Un communiqué proclama le lendemain que Dominique Salignac était mort fidèle à son parti, à sa famille, à lui-même. Un long cortège, aux rouges églantines, suivit le cercueil. Sur sa tombe, des orateurs enflammés songèrent moins à le louer qu’à vilipender l’Église, le Capitalisme et la Patrie.
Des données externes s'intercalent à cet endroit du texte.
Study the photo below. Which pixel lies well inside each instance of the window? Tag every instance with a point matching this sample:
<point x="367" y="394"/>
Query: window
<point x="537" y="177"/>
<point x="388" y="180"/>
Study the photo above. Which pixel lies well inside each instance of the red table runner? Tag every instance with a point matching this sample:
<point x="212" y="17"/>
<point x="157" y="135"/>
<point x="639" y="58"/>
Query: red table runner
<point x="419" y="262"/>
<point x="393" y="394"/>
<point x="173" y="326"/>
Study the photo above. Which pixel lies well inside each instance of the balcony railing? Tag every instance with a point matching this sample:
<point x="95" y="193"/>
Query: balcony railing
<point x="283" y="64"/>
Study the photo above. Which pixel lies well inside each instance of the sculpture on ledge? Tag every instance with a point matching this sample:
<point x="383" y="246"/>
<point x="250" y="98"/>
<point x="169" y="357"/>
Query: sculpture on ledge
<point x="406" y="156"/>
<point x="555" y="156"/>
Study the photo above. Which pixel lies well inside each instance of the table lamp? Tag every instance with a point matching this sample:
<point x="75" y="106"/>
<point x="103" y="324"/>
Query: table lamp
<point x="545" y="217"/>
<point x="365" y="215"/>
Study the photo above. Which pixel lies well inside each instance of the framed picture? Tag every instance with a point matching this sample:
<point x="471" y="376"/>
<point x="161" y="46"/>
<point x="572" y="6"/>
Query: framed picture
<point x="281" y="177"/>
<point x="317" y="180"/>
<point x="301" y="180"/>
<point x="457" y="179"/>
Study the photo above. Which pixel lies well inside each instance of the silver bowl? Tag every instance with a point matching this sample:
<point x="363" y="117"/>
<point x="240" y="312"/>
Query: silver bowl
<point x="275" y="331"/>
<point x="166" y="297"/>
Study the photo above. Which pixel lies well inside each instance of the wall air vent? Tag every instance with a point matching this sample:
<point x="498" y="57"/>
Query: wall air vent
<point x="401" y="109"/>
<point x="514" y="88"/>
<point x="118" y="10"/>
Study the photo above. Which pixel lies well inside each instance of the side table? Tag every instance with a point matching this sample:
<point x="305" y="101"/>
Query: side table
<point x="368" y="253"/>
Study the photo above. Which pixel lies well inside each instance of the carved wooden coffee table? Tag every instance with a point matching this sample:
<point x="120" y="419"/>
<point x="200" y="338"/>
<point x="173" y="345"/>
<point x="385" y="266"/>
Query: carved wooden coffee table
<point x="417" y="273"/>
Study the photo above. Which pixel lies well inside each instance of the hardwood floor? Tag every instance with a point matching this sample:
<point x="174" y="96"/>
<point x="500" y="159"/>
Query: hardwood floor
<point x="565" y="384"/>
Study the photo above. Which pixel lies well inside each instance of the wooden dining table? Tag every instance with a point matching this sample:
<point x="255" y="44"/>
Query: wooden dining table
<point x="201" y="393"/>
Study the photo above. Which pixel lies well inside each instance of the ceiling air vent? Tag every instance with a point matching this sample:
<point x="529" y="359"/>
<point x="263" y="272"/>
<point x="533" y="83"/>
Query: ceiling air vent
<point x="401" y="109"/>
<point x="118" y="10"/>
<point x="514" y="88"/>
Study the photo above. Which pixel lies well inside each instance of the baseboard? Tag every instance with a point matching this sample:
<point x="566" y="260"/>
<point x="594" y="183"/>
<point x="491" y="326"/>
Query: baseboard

Au retour, une bande de jeunes communistes assomma des agents trop peu respectueux du drapeau rouge.

Cependant, dans la chapelle pauvre d’un lointain couvent, un prêtre fidèle pleurait et priait, sans soupçonner que, faute d’un secours sacerdotal, mais ayant retrouvé dans son cœur souffrant le souvenir d’une mère chrétienne et l’image de Jésus, l’apostat avait tenté un de ces gestes que la Miséricorde divine ne laisse jamais inachevés...

 

 

Henry GAILLARD DE CHAMPRIS,

Les héroïques et les tristes, 1924.

 

 

 

 



1  Pas besoin, sans doute, d’indiquer que, dans tout ce récit, l’Apostat pense et parle en « apostat », et que, si le respect de la vérité objective a interdit au narrateur toute intervention personnelle, celui-ci juge son personnage comme le jugeront tous les fils de l’Église.